脳にあるセロトニンは、主な役割が「精神の安定」。セロトニンはストレスや興奮を和らげ、自律神経や感情をコントロールする効果があり、心の安定には欠かせない物質なのです。

逆に言えば、このセロトニンが不足すると「不安感に見舞われる」「気分が落ち込む」「眠れない」といった症状を引き起こします。つまり、セロトニンの減少がうつ病などの気分障害、パニック障害をはじめとした不安障害の元となるのです。

セロトニンを意図的に分泌させる方法

「セロトニンを意図的に分泌させることができれば、精神疾患とは無縁の生活を実現できそうだ」と思われるかもしれません。ただ残念ながら、セロトニンは体内では生成されません。

セロトニンはトリプトファンというアミノ酸から生成される物質ですですが、このトリプトファンは体内で生成されないため食事によって取り込む必要あります。トリプトファンは以下の食品に多く含まれています。

  • 豆類(豆腐や納豆など)
  • 乳製品(チーズやヨーグルトなど)
  • 青魚(ニシンやイワシなど)
  • 果物(バナナやキウイなど)

食べ物なら何でもトリプトファンが含まれているように見えますが、含有量は食物により違います。

【例】
ニシンに含まれるトリプトファン:100g中1300mg
イワシに含まれるトリプトファン:100g中870mg

大事なのは「トリプトファンを摂取しただけではセロトニンは生成されない」という点。トリプトファンからセロトニンを生成するには「運動」「太陽光」「ふれあい」が大切です。
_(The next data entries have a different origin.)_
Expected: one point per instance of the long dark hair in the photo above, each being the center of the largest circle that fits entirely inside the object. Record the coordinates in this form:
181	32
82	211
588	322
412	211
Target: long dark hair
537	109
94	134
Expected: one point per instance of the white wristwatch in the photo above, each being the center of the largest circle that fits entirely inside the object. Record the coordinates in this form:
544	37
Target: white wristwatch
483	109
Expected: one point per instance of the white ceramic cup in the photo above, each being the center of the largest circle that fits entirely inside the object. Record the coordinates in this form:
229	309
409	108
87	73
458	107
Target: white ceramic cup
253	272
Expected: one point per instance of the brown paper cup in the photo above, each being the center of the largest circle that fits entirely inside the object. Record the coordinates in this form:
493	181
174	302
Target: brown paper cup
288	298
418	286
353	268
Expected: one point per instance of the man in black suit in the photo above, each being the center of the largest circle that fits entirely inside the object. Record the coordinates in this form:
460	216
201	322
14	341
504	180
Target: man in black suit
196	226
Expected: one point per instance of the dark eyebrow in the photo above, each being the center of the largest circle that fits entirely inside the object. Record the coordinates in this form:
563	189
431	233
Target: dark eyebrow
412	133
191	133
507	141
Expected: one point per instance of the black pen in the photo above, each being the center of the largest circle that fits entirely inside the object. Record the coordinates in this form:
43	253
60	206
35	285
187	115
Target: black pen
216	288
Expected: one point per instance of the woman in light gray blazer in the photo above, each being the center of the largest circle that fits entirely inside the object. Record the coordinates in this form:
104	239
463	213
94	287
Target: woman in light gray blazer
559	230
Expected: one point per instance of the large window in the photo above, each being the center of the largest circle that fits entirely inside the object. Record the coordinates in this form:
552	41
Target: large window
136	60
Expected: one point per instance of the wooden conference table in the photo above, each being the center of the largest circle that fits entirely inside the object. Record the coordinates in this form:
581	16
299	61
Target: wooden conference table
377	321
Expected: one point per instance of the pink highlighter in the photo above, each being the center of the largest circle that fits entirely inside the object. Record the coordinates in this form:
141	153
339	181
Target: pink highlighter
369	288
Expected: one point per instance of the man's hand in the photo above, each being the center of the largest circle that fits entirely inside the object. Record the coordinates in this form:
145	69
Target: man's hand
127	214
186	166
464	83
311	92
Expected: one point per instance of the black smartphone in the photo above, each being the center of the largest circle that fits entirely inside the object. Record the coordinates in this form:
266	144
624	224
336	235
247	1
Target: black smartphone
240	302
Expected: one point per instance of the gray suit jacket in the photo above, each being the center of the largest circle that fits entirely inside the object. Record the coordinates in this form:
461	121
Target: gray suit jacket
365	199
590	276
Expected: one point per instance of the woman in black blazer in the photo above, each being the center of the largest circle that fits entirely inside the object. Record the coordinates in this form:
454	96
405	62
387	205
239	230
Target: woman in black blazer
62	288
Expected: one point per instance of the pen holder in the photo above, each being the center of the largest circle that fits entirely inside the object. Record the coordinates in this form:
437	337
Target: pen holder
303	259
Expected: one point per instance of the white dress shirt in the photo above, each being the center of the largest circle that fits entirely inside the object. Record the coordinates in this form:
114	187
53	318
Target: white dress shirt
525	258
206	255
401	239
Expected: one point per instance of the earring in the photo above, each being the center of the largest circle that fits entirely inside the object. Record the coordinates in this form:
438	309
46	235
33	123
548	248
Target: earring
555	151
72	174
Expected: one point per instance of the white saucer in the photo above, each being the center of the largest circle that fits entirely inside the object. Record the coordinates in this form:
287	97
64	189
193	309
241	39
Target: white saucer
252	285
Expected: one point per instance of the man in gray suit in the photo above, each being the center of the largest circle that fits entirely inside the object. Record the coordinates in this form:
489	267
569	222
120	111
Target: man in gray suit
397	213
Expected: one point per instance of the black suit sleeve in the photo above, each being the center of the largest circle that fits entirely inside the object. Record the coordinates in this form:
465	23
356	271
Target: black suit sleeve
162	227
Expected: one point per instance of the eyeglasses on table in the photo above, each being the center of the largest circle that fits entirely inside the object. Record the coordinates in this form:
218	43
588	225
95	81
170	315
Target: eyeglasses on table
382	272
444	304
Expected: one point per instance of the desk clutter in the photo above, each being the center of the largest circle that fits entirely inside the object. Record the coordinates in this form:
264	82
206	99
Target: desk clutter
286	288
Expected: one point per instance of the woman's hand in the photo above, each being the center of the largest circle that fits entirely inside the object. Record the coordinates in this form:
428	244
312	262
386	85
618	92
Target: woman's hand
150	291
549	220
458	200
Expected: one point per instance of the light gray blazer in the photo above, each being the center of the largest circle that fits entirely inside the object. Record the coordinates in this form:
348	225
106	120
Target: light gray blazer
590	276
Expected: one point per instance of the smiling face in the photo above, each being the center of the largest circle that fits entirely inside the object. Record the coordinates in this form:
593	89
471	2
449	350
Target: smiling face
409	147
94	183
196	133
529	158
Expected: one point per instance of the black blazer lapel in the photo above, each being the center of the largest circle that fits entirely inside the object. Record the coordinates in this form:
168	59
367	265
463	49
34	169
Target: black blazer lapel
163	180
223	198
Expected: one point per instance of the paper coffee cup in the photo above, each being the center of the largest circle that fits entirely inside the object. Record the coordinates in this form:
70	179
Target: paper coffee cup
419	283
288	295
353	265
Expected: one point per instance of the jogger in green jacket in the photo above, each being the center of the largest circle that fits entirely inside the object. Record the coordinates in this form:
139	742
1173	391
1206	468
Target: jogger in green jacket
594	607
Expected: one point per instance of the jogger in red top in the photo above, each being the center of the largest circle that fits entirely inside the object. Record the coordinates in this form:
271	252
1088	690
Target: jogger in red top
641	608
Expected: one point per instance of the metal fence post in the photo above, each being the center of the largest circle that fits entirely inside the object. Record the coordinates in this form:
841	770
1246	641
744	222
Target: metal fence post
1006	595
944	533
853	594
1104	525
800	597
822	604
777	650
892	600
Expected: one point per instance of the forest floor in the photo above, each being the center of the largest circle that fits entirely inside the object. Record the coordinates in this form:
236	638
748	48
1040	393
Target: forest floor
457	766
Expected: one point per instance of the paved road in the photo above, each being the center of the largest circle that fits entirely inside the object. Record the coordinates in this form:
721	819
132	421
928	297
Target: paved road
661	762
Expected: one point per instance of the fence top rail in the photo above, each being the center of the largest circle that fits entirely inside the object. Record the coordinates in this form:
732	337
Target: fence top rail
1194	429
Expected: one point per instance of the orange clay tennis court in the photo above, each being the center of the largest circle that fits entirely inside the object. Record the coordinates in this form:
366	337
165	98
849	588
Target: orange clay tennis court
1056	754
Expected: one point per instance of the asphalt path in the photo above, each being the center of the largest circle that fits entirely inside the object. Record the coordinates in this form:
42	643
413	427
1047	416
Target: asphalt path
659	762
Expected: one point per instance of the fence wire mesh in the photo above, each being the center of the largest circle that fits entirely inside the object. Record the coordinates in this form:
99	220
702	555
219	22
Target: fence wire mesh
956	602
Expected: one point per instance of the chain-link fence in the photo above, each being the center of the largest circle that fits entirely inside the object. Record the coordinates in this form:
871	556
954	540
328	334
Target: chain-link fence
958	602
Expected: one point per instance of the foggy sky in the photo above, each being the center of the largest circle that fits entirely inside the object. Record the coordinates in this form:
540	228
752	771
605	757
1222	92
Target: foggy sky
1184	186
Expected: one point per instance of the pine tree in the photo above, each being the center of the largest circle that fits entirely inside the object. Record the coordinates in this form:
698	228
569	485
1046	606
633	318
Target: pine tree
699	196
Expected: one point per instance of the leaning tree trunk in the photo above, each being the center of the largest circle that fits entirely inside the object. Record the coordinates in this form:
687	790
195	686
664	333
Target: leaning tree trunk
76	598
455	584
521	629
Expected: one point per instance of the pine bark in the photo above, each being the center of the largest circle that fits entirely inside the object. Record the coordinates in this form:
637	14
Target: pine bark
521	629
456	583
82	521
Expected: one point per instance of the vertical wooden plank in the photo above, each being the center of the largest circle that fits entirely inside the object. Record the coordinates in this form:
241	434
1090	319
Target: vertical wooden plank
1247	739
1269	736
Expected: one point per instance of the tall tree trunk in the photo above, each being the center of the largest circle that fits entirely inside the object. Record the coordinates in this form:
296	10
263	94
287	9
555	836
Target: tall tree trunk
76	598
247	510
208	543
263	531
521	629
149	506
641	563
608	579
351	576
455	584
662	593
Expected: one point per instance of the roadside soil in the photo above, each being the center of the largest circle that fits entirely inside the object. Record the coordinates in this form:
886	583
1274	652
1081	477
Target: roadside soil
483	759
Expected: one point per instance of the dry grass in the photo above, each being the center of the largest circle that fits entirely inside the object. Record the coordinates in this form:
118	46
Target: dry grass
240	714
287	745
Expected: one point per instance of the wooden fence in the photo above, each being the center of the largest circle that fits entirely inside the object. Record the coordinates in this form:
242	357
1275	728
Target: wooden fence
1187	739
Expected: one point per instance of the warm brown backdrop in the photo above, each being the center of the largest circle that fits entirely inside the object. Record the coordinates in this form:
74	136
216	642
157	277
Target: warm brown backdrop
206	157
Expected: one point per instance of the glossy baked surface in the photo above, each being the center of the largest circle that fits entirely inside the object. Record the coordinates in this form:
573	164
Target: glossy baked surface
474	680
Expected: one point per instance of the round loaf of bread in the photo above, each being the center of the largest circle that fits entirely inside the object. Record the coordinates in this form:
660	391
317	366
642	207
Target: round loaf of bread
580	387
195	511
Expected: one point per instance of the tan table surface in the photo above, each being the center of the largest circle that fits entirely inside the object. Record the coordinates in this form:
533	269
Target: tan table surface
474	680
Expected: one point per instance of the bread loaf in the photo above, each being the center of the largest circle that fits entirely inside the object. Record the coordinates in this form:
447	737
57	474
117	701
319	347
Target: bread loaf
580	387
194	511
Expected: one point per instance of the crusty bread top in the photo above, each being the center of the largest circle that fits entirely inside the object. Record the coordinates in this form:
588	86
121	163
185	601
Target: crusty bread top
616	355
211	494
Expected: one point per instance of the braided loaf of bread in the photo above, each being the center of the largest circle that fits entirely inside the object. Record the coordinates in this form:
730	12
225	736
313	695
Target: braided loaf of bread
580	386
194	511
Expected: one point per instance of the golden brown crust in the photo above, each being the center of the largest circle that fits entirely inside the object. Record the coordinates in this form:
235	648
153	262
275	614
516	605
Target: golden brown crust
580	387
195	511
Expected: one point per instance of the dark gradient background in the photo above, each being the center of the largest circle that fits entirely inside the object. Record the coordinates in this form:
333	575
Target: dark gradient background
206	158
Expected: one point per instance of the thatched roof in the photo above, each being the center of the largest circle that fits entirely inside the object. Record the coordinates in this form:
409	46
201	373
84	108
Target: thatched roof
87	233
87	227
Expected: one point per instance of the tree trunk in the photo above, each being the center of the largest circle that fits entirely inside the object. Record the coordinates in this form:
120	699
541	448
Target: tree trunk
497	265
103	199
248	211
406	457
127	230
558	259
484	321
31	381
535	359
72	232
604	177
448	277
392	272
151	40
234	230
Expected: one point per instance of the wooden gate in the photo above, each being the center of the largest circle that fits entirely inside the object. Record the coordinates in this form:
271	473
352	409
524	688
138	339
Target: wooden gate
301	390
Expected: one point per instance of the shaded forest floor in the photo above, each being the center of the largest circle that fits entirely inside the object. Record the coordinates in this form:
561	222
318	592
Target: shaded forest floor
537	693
適度な運動や人とのふれあい、日中に太陽光を浴びるといった健康的な生活を送ることで、結果的に幸せホルモンであるセロトニンが多く分泌されて精神疾患にも良い影響をもたらすのです。

ドーパミンの役割と精神疾患への影響


セロトニンの不足は精神疾患につながるとお伝えしましたが、脳内には他にもホルモン物質が存在します。たとえば統合失調症や強迫性障害は「ドーパミン」が関係するという説が有力。ドーパミンが分泌されることで人は以下のような状態になります。

  • 達成感や快楽を感じることで興奮状態になる
  • 同じ達成感や快楽を感じたい欲求が高まってやる気や意欲が出る

未だ分かっていない部分の多いドーパミンですが、現在のところ「快楽という報酬を得るためにドーパミンが分泌され、やる気や行動を起こす」という考え方が定説です。ただ、このドーパミンの働きが過剰になると精神疾患につながることも分かってきています。

【強迫性障害】
症状:どうでもよいことに囚われて同じ行動を続けるという特徴がある障害
原因:行動を抑制する大脳基底核に対してドーパミンが異常な働きをするという説が有力
【ギャンブルや薬物などの依存症】
症状:特定の物事に強く執着、依存し、生活に支障が出るほどやり続けてしまう症状
原因:ドーパミンの過剰分泌されることで通常の分泌量では満足感を得られなくなる

統合失調症はドーパミンが深く関係すると言われているものの、はっきりしたことはわかっていません。最近の研究では、不安や恐怖といった感情をつかさどる扁桃体に対し、ドーパミンが何らかの影響を及ぼしているのではないかと言われています。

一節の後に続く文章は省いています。